2 · The Similarity: Which Regulations Are Really the Same
Comparing frameworks vector-to-vector (average of their control vectors) surfaces near-duplicate standards. Some pairs are versions of one document; others are genuinely different standards that have quietly converged — the ones worth a single crosswalk.
| Framework pair | Similarity | Type |
|---|---|---|
| CMMC v2.0 Level 2 ≈ NIST 800-171 | 0.94 | Cross-standard — map once, claim both |
| ISO 27799 (health) ≈ ISO/IEC 27033-1 (network) | 0.94 | Cross-standard convergence |
| ISO 19791 ≈ ISO 27799 | 0.93 | Cross-standard convergence |
| EU GDPR ≈ UK GDPR | 0.98 | Same law, two jurisdictions |
| CIS Implementation Group 2 ≈ Group 3 | 0.98 | Tiers of one framework |
| ASD Essential 8 ML2 ≈ ML3 | 0.96 | Maturity tiers of one framework |
▸ Frameworks are distinct as documents (average pairwise similarity just 0.12) yet overlap heavily control-by-control. The redundancy lives in the controls, not the framing — which is exactly why ‘comply once, report many’ works.
| 800-53 | 800-171 | CMMC | CSF | 27001 | PCI 4.0 | Azure | FSBP | GDPR | HIPAA | Ess 8 | SOC 2 | |
|---|---|---|---|---|---|---|---|---|---|---|---|---|
| NIST 800-53 | 1.00 | 0.53 | 0.50 | 0.29 | 0.37 | 0.32 | 0.15 | 0.13 | 0.12 | 0.15 | 0.14 | 0.22 |
| NIST 800-171 | 0.53 | 1.00 | 0.94 | 0.22 | 0.28 | 0.25 | 0.15 | 0.11 | 0.05 | 0.12 | 0.15 | 0.13 |
| CMMC L2 | 0.50 | 0.94 | 1.00 | 0.21 | 0.27 | 0.25 | 0.16 | 0.12 | 0.05 | 0.13 | 0.14 | 0.13 |
| NIST CSF | 0.29 | 0.22 | 0.21 | 1.00 | 0.35 | 0.25 | 0.07 | 0.05 | 0.09 | 0.13 | 0.08 | 0.21 |
| ISO 27001 | 0.37 | 0.28 | 0.27 | 0.35 | 1.00 | 0.30 | 0.09 | 0.09 | 0.12 | 0.17 | 0.12 | 0.25 |
| PCI DSS 4.0 | 0.32 | 0.25 | 0.25 | 0.25 | 0.30 | 1.00 | 0.14 | 0.10 | 0.09 | 0.18 | 0.11 | 0.15 |
| CIS Azure | 0.15 | 0.15 | 0.16 | 0.07 | 0.09 | 0.14 | 1.00 | 0.20 | 0.06 | 0.05 | 0.13 | 0.05 |
| AWS FSBP | 0.13 | 0.11 | 0.12 | 0.05 | 0.09 | 0.10 | 0.20 | 1.00 | 0.05 | 0.05 | 0.08 | 0.05 |
| EU GDPR | 0.12 | 0.05 | 0.05 | 0.09 | 0.12 | 0.09 | 0.06 | 0.05 | 1.00 | 0.06 | 0.04 | 0.21 |
| HIPAA | 0.15 | 0.12 | 0.13 | 0.13 | 0.17 | 0.18 | 0.05 | 0.05 | 0.06 | 1.00 | 0.04 | 0.12 |
| Essential 8 | 0.14 | 0.15 | 0.14 | 0.08 | 0.12 | 0.11 | 0.13 | 0.08 | 0.04 | 0.04 | 1.00 | 0.07 |
| SOC 2 | 0.22 | 0.13 | 0.13 | 0.21 | 0.25 | 0.15 | 0.05 | 0.05 | 0.21 | 0.12 | 0.07 | 1.00 |
3 · The Structure: Machine-Discovered Themes
Clustering the control vectors (no labels supplied) reproduces the security syllabus on its own — identity, access, incident/risk and privacy emerge as the load-bearing themes.

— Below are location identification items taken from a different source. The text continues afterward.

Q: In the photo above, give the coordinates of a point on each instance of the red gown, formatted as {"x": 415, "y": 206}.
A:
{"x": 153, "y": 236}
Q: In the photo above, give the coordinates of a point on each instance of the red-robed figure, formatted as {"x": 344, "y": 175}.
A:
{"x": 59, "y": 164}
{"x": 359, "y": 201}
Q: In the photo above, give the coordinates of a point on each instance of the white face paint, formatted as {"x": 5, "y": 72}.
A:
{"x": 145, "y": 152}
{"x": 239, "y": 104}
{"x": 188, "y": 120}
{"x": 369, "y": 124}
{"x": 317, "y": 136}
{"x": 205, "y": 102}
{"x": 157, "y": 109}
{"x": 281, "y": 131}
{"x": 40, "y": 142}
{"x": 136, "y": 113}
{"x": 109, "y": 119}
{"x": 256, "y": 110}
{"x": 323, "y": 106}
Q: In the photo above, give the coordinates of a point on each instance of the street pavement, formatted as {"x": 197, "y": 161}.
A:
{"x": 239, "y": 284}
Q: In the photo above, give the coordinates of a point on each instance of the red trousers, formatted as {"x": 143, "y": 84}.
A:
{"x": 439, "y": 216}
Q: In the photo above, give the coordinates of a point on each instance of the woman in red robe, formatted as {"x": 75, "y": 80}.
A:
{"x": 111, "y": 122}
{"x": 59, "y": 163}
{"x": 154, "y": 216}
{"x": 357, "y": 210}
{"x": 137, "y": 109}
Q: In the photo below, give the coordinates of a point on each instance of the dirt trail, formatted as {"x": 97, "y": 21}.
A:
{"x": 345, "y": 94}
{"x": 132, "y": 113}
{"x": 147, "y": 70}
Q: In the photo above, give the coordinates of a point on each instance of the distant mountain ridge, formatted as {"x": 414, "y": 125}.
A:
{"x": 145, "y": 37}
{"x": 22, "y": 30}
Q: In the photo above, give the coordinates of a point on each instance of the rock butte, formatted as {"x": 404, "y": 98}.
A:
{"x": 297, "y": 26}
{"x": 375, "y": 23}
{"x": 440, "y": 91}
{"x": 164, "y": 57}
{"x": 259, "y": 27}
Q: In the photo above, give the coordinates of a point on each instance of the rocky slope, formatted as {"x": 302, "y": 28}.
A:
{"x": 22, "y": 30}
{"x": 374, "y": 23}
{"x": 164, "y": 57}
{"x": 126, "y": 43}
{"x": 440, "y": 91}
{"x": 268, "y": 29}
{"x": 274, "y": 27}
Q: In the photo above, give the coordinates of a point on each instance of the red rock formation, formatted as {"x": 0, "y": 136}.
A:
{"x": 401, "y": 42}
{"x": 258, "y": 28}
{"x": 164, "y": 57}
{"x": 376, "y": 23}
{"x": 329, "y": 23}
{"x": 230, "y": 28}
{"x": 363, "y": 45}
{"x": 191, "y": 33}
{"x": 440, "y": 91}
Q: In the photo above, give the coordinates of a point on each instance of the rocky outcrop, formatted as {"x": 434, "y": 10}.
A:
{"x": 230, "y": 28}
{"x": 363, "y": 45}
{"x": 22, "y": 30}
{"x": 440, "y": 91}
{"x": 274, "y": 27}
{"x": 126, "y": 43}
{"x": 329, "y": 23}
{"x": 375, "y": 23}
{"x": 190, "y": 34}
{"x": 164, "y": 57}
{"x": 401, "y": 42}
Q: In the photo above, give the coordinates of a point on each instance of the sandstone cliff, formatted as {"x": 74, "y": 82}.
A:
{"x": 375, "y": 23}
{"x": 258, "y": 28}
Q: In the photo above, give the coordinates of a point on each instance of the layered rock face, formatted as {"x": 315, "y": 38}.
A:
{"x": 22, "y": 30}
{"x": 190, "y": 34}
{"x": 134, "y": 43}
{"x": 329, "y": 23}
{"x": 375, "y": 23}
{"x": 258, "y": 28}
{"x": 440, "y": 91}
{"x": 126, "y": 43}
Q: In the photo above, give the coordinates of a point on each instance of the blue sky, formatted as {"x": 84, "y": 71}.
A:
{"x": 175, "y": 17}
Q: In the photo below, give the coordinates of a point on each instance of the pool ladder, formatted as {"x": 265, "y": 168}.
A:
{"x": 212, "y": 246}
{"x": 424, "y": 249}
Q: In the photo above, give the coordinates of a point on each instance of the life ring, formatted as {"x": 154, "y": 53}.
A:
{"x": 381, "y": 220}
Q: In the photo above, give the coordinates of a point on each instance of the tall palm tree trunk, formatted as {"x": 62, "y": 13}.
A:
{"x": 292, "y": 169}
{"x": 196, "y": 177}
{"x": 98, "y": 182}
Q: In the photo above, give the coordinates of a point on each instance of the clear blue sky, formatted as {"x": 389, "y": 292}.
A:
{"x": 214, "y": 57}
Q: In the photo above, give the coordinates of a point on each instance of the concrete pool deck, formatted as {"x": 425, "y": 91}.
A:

| Machine-discovered theme (top terms) | % of controls | % of frameworks |
|---|---|---|
| Technical safeguards, audit & records | 47% | 88% |
| Incident, risk & testing | 13% | 53% |
| Identity & authentication | 10% | 67% |
| Access control (incl. physical & privileged) | 7% | 72% |
| Privacy & personal-data processing | 4% | 55% |
4 · One Capability, Five Frameworks (worked crosswalk)
One idea — least privilege — written five different ways across five frameworks.
| Framework | Control ref. | Same idea, different words |
|---|---|---|
| NIST 800-53 rev.5 | AC-6 | Least Privilege |
| NIST 800-171 | 3.1.5 | Least Privilege |
| PCI DSS v4.0 | 7.2.1 | Access by role & least privilege |
| CIS AWS Foundations | 1.22 | No IAM policy with full '*:*' admin |
| AWS Foundational Sec. BP | EC2.18 | Security groups block unrestricted access |
Bottom line
- ~2 in 3 controls are restatements — of a control already written in another regulation.
- Logging first — present in 97% of frameworks — the highest-leverage first investment.
- Collapse the duplicates — CMMC L2 and NIST 800-171 are 94% the same; map one to the other, don’t run two programmes.
- Weight by impact — GDPR is small by control-count but carries the largest penalties — count is not consequence.
- Build once, report many — the redundancy is at the control level, so a single capability answers dozens of identifiers.
Method. Each control’s title + requirement text was vectorised with TF-IDF (1–2-word terms); twins, framework similarity and themes are derived from cosine similarity, nearest-neighbour search and k-means clustering over those vectors.